Jetzt ging alles ganz schnell: Mehrere, nur sehr notdürftig ausgerüstete Männer kamen der Flugstaffel entgegen. Diese wurden aber größtenteils von Gabriels Einheiten niedergeschossen. Lorlans Fliegerstaffel stürmte nun voran und kam nach wenigen Minuten an einen Bachlauf, ganz am Ende des kleinen Waldstückes, der den Ort der Entscheidungsschlacht darstellen sollte. „Sie sind im Wald!“, hörte man die Menschen rufen. „Feuer frei!“, rief der Unteroffizier Lorlans. Pfeile flogen durch die Luft und Schreie ertönten. Die Fliegerstaffel machte sofort Boden gut, und man merkte den Menschen die Überraschung an. Nach den ersten vier Minuten Kampf überquerten die ersten Krieger Lorlans den Bach. Spätestens jetzt war jede Deckung nutzlos, denn die Menschen warfen mit ihren Wurfsternen wahllos in die Gebüsche. Die meisten Mitglieder der Fliegerstaffel breiteten jetzt ihre Flügel aus und schiegen Meter um Meter in die Lüfte. Dies muss Eindruck gemacht haben, denn der durchschnittliche Mensch im Flugtrieb war 1,90 Meter groß und die Spannweite der normalerweise an den Rücken angelegten Flügeln betrug fast 2,30 Meter!
„Männer zerlegt sie!“, rief ein General der Menschen des Flachlands und stürzte vor. Er hielt einen riesigen Bidenhänder in den Händen und hatte eine lange Narbe, die vom linken Ohr bis zum Kinn führte. Der Bidenhänder ist ein besonders langes und stabiles Langschwert, welches so schwer ist, dass die meisten es mit beiden Händen festhalten müssen. Dieser General also wurde sofort von zwei Männern der Fliegerstaffel unter Beschuss genommen, doch im Gegensatz zu dem Großteil seiner eigenen Männer, schien ihm das nicht auszumachen. Mit wenigen großen Sätzen war er bei seinen beiden Angreifern, stieß einen furchterregenden Schrei aus und sprang… Er erreichte locker den tieffliegenden Krieger und traf ihn in Hüfthöhe. Dabei wurde er vom Säbel des anderen Rivalen am Arm gestreift: „Aaarrrghh! Das wirst du büßen, du Wurm!“. Der zweite war nun ebenfalls gelandet und rannte mit dem Säbel auf den feindlichen General zu. Dieser allerdings bewegte sich ruckartig nach rechts, so dass der Krieger des Luftstammes vorbeistolperte. Diesen Aussetzer nutzte er dann, um ihm seinen Bidenhänder in den Bauch zu rammen. Der Krieger war sofort tot.

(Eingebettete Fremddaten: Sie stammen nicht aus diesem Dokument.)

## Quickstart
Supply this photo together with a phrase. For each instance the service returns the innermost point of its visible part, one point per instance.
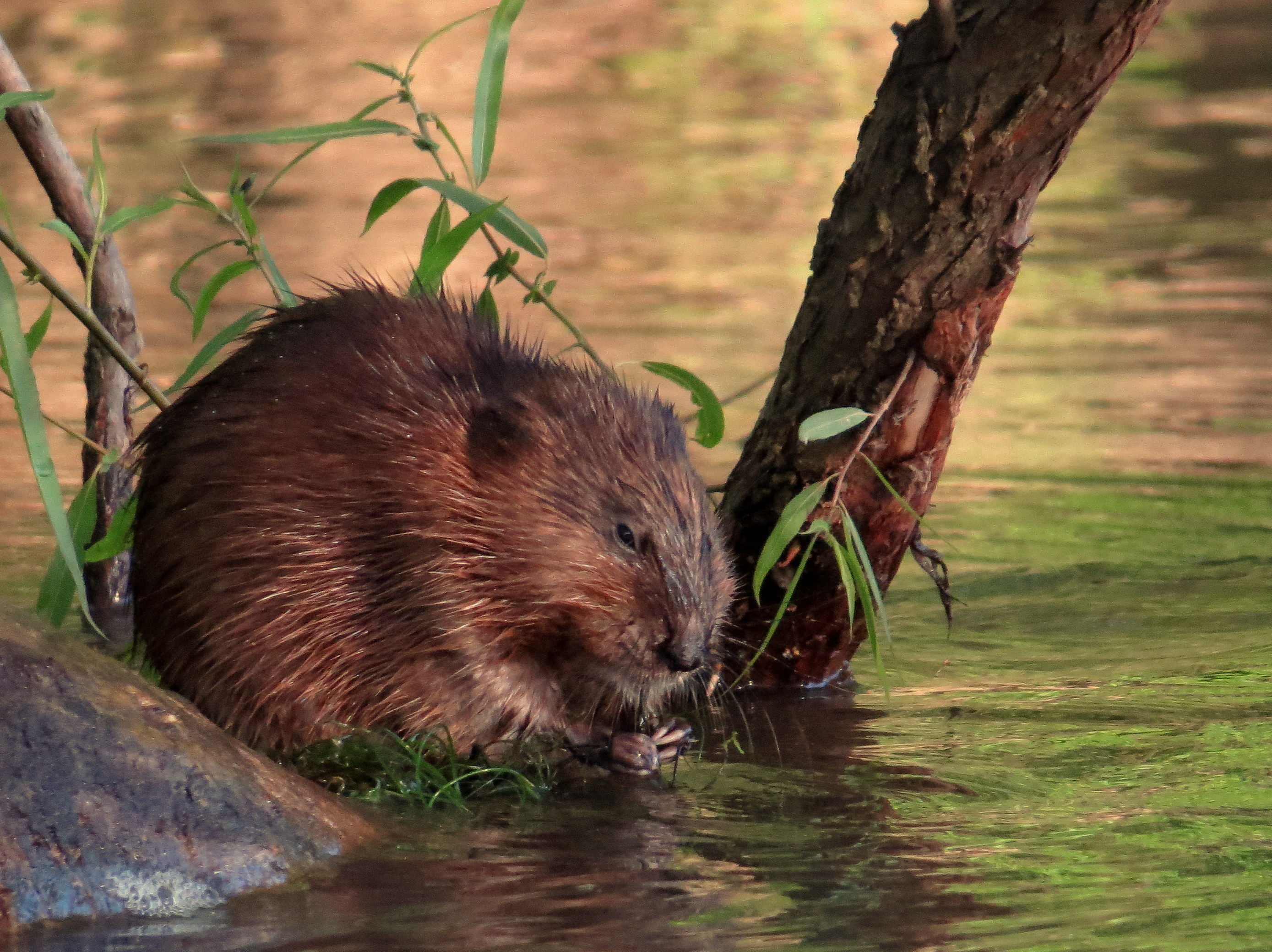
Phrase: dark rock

Und doch hatte das Überraschungsmoment seine Wirkung nicht verfehlt. Die Luftstämme waren nach einer Dreiviertelstunde blutigen Kampfes leicht in Überzahl gekommen und hatten dabei ihre Kampfmoral noch aufrechterhalten können.
„Kommt! Wir müssen rüber zu den Kämpfen in ihrem Lager!“, rief Lorlan einer kleinen Gruppe seiner Krieger zu. Er selber hatte sich zu Beginn mitten ins Kampfgetümmel gestürzt und sich nach und nach wieder herausbewegt. In den letzten zehn Minuten hatte er dann nur noch Befehle gegeben um seine Truppen besser zu ordnen. Schließlich konnten sich acht Krieger zusammenfinden, welche Lorlan jetzt bis in den Tod folgen würden. Minutenlang rannten sie, nun schon längst auf freiem Feld, auf das jetzt in Sichtweite liegende Lager der Menschen zu und mussten nur ab und zu wegen Feinden stoppen. Sie stürmten durch viele gefallene Krieger und zerrissene Zelter, bis sie gerade noch beobachten konnten, wie ein riesiger Mann mit einem Bidenhänder einen Flugtriebler niederstreckte. „Du Monster!“, entfuhr es Mallar, einem kleineren Krieger, der zur Gruppe Lorlans gehörte. Der Riese, der mindestens zwei 2,20 Meter maß und offensichtlich ein General war, drehte sich um. Auch Lorlan erblickte jetzt seine lange Narbe. „Bill!“. „Lorlan!“. Die beiden sahen sich ein paar schrecklich lange Sekunden tief in die Augen. Bei dem Riesen konnte man kurz ein Zweifeln und eine Unsicherheit erkennen, denn er schwankte und atmete schwer. Dann wurde das Schweigen jäh unterbrochen: „Killt dieses Monster!“, schrie ein weiterer Krieger und stürmte los. In diesem so ungleichen Kampf stellte der Großgewachsene unter Beweis, dass er der Bezeichnung „Monster“ sehr gut nachkam. Er sprang umher und streckte einen Gegner nach dem anderen nieder. Seine Schläge folgten beeindruckend schnell und präzise und es hatte den Anschein, als seien es nur gelernte Muster, welche er abspulte. Lorlan griff an: Einen Hieb in Brusthöhe. Pariert. Der direkte Gegenangriff: Lorlan musste zurückweichen. Er versuchte mehrfach mit Schlägen gegen die Beine Erfolg zu landen, doch es war zwecklos. Bald kämpfte Lorlan mit nur noch zwei Kriegern an seiner Seite und blutete aus einer Wunde am Knie und am Rücken.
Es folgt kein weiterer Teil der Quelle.